Windows Registry Editor Version 5.00


or manually open the registry editor and create the new key

  • Start the Registry Editor (regedit)
  • Traverse the following path, HKEY_LOCAL_MACHINE\SYSTEM\CurrentControlSet\Control\TimeZoneInformation
  • Create a dword named RealTimeIsUniversal and set the value to 1
  • Restart your computer

After that everything should be copacetic

Of course you could always tell Linux to obey Windows wishes with

sudo timedatectl set-local-rtc 1

I can confirm that my time issues stems from Windows 7.

I have three Linux distros installed: Ubuntu MATE 14.04, Linux Mint 17.3 and an old version of Bodhi Linux. They all are set to local time (UTC=no). Therefore they will set BIOS clock to local time.

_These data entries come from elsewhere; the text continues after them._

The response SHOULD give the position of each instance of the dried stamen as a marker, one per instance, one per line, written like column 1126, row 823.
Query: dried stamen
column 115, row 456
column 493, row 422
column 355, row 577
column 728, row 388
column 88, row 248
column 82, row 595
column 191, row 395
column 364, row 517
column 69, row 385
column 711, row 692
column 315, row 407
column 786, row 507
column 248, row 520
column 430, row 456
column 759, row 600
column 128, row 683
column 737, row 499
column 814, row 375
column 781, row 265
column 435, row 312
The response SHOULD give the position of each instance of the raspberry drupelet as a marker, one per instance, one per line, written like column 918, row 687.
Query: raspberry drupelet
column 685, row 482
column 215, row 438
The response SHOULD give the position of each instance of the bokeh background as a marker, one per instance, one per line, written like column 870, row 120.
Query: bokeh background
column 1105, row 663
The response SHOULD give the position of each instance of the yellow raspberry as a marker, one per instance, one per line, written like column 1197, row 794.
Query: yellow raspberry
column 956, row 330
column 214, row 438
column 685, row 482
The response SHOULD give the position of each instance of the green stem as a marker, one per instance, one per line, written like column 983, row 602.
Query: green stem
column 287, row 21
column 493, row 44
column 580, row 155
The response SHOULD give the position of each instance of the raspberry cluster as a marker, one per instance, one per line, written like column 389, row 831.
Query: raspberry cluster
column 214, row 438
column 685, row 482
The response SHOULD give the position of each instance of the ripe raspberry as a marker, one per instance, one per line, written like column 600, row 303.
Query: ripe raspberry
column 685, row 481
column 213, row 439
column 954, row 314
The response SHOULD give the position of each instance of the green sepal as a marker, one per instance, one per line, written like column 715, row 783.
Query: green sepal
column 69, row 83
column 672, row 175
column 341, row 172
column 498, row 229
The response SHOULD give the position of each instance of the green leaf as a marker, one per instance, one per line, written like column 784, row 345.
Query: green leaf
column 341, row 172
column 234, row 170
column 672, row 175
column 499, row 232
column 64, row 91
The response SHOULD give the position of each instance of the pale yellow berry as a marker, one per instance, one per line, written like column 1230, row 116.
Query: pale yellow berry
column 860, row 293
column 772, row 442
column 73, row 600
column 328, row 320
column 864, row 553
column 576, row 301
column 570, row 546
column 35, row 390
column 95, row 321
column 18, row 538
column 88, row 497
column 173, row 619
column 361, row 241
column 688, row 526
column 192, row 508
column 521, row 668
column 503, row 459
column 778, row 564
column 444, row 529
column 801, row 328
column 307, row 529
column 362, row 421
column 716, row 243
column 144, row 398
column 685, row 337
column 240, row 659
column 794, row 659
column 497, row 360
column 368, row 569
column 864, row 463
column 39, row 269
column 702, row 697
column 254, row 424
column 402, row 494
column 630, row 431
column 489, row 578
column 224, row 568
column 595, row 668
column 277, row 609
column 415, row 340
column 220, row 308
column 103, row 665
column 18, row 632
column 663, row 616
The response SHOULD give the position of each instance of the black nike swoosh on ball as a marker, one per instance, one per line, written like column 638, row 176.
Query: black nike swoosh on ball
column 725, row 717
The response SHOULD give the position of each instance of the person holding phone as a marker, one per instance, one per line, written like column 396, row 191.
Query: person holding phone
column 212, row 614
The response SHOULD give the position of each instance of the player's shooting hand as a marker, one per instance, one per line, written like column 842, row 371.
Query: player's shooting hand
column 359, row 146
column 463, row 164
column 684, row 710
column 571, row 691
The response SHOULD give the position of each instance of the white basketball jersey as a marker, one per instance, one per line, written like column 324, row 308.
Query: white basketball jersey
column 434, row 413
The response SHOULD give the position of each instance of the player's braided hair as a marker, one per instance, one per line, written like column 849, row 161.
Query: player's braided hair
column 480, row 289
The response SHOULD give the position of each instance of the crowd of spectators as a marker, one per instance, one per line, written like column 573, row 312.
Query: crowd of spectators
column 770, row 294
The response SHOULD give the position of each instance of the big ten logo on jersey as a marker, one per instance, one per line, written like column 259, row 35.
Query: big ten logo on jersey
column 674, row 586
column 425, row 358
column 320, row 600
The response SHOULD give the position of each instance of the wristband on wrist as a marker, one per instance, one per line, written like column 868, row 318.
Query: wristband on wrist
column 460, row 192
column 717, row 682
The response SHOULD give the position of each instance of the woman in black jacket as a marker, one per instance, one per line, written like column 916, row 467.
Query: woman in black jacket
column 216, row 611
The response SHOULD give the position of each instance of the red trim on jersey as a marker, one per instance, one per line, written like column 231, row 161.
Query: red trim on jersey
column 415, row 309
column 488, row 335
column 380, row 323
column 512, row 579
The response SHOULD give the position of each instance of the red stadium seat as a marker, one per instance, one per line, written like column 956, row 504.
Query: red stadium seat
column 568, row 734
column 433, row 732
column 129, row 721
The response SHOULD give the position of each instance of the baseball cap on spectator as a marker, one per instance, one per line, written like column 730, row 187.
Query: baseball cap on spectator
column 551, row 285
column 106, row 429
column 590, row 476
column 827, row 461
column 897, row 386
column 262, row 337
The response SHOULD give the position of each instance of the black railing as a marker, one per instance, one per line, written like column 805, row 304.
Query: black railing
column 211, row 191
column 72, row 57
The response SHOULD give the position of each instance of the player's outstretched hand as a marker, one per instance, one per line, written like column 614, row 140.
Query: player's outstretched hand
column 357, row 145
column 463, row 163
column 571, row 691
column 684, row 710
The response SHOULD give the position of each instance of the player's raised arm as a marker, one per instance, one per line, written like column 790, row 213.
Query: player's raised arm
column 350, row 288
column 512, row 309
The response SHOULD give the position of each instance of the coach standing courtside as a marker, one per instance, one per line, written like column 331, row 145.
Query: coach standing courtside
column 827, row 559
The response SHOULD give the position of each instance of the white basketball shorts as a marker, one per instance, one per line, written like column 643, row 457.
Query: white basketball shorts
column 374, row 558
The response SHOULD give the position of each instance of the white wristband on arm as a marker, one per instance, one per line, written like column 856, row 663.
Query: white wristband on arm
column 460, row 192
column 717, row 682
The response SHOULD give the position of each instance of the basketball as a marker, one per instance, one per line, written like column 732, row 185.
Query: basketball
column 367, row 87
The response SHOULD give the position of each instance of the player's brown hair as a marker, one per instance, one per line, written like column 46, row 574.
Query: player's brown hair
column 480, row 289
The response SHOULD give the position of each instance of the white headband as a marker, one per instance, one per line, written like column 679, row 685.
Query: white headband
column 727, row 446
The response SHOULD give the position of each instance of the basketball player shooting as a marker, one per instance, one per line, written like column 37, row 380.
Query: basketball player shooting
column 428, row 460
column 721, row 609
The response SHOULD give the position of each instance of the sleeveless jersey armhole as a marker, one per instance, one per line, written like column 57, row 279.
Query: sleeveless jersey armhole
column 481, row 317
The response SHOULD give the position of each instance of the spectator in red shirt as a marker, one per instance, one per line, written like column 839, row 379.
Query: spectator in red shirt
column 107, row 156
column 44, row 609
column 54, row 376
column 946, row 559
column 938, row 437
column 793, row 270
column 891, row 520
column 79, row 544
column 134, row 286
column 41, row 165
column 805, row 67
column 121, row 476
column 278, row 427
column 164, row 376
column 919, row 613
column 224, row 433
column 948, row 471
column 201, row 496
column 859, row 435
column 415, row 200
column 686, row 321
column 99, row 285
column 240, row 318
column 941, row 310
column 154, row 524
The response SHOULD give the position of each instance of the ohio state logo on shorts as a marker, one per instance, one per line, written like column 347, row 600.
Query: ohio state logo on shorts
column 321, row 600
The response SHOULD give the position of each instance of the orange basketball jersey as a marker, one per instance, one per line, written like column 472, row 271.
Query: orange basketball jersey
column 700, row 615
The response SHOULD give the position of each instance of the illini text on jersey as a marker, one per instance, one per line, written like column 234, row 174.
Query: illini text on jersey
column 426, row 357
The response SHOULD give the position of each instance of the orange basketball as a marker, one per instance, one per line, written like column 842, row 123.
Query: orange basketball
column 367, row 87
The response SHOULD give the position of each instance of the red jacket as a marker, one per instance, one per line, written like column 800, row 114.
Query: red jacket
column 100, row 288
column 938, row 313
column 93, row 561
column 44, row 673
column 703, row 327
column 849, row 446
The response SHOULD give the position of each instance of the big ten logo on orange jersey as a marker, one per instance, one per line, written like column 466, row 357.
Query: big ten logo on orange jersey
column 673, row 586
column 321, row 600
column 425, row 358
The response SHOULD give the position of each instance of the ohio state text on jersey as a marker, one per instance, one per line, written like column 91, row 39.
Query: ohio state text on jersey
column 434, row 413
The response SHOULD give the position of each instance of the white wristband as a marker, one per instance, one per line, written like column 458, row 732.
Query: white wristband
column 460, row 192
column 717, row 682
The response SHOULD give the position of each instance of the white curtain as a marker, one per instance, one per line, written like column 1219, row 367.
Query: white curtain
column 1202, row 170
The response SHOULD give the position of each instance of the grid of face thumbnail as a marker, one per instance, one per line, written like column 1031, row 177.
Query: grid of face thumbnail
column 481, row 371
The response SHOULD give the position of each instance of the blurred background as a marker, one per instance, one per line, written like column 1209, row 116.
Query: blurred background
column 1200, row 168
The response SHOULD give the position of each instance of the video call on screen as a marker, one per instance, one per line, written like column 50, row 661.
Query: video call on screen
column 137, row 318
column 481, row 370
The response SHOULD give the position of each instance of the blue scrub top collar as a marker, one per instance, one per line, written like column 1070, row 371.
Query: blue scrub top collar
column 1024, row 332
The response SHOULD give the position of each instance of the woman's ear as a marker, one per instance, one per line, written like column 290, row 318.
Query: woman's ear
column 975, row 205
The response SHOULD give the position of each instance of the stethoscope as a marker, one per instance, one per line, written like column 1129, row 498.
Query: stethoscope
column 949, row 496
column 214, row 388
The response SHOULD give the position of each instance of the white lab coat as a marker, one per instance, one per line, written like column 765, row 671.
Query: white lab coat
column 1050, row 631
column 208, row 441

Now; and this is interesting and hard to explain: My Windows 7 installation sets BIOS clock to UTC. I haven’t modified Windows so I don’t understand why Windows sets BIOS to UTC, but it does. I have confirmed this by rebooting, setting BIOS clock and booting into Windows. I have done this several times. Windows sets my BIOS clock to UTC every time. So “my problem” is related to Windows.

I can solve this by setting Linux to also use UTC. But nevertheless strange that Windows sets BIOS to UTC.

@ramblinman41 As a Windows user I find your information helpful. Thanks.